On September, 24, the Pope met the U.S congress: as he entered the room to a standing ovation, he paused briefly to shake hands with the secretary of state, John Kerry, and the Republican House speaker, John Boehner.
One of the focusing issues that Pope Francis discussed has been immigration; by reminding all the Americans their immigrant past, he analyzed the moral framework of the debate. During his speech to the Congress, he talked about the history of the American continent and how all there, including himself, were foreigners or descended from them.
“In recent centuries, millions of people came to this land to pursue their dream of building a future in freedom. We, the people of this continent, are not fearful of foreigners, because most of us were once foreigners. I say this to you as the son of immigrants, knowing that so many of you are also descended from immigrants.”

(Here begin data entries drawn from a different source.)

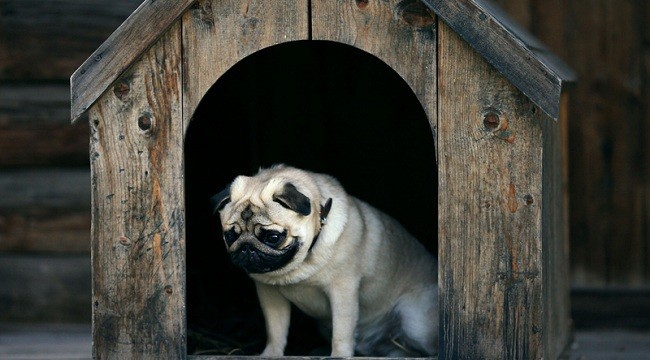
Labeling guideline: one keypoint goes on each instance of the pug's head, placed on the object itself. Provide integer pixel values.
(270, 221)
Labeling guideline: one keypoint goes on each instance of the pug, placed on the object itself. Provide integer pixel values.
(304, 241)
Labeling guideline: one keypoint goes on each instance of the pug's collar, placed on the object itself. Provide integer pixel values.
(324, 211)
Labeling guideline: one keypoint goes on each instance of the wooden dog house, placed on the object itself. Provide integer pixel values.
(495, 105)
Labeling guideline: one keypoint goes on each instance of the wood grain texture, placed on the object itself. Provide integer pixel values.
(38, 114)
(218, 34)
(607, 44)
(555, 245)
(138, 233)
(490, 210)
(518, 56)
(120, 50)
(50, 39)
(400, 33)
(45, 211)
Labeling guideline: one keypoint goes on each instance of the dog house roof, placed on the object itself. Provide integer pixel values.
(521, 58)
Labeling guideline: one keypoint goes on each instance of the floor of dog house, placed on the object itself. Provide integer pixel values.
(74, 341)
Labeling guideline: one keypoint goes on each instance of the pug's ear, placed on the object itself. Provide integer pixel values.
(293, 199)
(220, 200)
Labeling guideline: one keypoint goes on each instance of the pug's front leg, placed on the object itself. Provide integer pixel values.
(277, 312)
(344, 299)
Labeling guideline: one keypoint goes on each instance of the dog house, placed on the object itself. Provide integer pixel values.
(495, 102)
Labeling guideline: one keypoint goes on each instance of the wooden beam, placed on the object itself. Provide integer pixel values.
(138, 210)
(120, 50)
(521, 58)
(490, 210)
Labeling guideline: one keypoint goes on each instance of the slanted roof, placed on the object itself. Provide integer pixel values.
(521, 58)
(518, 55)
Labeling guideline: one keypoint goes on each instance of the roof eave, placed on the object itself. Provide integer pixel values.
(120, 50)
(519, 56)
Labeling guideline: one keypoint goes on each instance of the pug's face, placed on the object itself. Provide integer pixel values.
(266, 223)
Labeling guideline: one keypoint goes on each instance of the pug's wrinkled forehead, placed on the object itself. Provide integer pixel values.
(263, 192)
(258, 190)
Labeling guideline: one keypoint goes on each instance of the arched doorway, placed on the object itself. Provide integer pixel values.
(322, 106)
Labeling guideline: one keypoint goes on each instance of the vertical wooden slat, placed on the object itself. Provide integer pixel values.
(490, 210)
(138, 234)
(555, 250)
(400, 33)
(218, 34)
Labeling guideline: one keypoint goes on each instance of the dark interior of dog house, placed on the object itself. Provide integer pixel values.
(321, 106)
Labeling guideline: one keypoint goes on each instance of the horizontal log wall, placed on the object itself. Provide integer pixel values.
(44, 174)
(606, 42)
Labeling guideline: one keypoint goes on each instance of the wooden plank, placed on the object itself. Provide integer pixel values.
(490, 210)
(138, 231)
(521, 58)
(50, 39)
(45, 288)
(555, 249)
(400, 33)
(45, 211)
(218, 34)
(39, 115)
(120, 50)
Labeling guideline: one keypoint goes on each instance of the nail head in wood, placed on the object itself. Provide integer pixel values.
(145, 122)
(121, 90)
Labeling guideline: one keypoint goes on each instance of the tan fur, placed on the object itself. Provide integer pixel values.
(364, 277)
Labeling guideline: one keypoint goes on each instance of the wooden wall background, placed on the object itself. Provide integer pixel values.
(44, 176)
(608, 43)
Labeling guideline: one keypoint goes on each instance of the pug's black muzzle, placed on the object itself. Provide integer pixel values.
(257, 261)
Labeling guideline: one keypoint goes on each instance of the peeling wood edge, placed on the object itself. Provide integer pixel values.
(471, 20)
(87, 83)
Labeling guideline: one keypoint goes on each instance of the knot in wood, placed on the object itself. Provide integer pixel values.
(145, 122)
(121, 90)
(415, 13)
(492, 121)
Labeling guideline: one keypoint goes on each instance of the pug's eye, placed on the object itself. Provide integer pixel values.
(272, 238)
(230, 236)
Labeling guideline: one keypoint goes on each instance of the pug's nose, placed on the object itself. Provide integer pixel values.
(247, 249)
(247, 213)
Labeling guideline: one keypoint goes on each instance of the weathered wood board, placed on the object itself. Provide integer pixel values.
(607, 44)
(138, 237)
(491, 207)
(218, 34)
(120, 50)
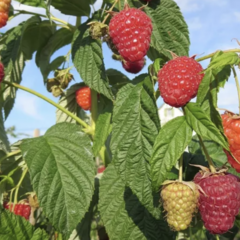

Pope Francis, over how to handle an estimated 12 million undocumented immigrants in the US, expressed himself quoting from the Bible, urging the lawmakers to
“do unto others as you would have them do unto you”
As those words were pronounced, even Christian Republicans, firmly opposed to the immigration reform, felt they could not remain seated during a quote from the scripture. In front of an audience that included potential presidential contenders such as the Republican New Jersey governor, Chris Christie, and Democratic vice-president, Joe Biden, Pope Francis implicitly criticized those such as Donald Trump who have sought to demonise immigrants – arguing it was not in keeping with “the spirit of the American people”. The Pontiff expressed his concern about the topic, talking about a global “refugee crisis of a magnitude not seen since the second world war”, furthermore he made clear that economic migration also deserved empathy, particularly in the US.
“On this continent too, thousands of persons are led to travel north in search of a better life for themselves and for their loved ones, in search of greater opportunities. Is this not what we want for our own children?”
Outside the conference hall, a vast crowd of Latino immigration campaigners, were watching on the National Mall via a live television relay; one of them, was five-year-old Sophie Cruz, a US citizen, who rushed out from the crowd to hand deliver a letter to the pope that called for immigration reform to prevent the deportation of her Mexican-born parents.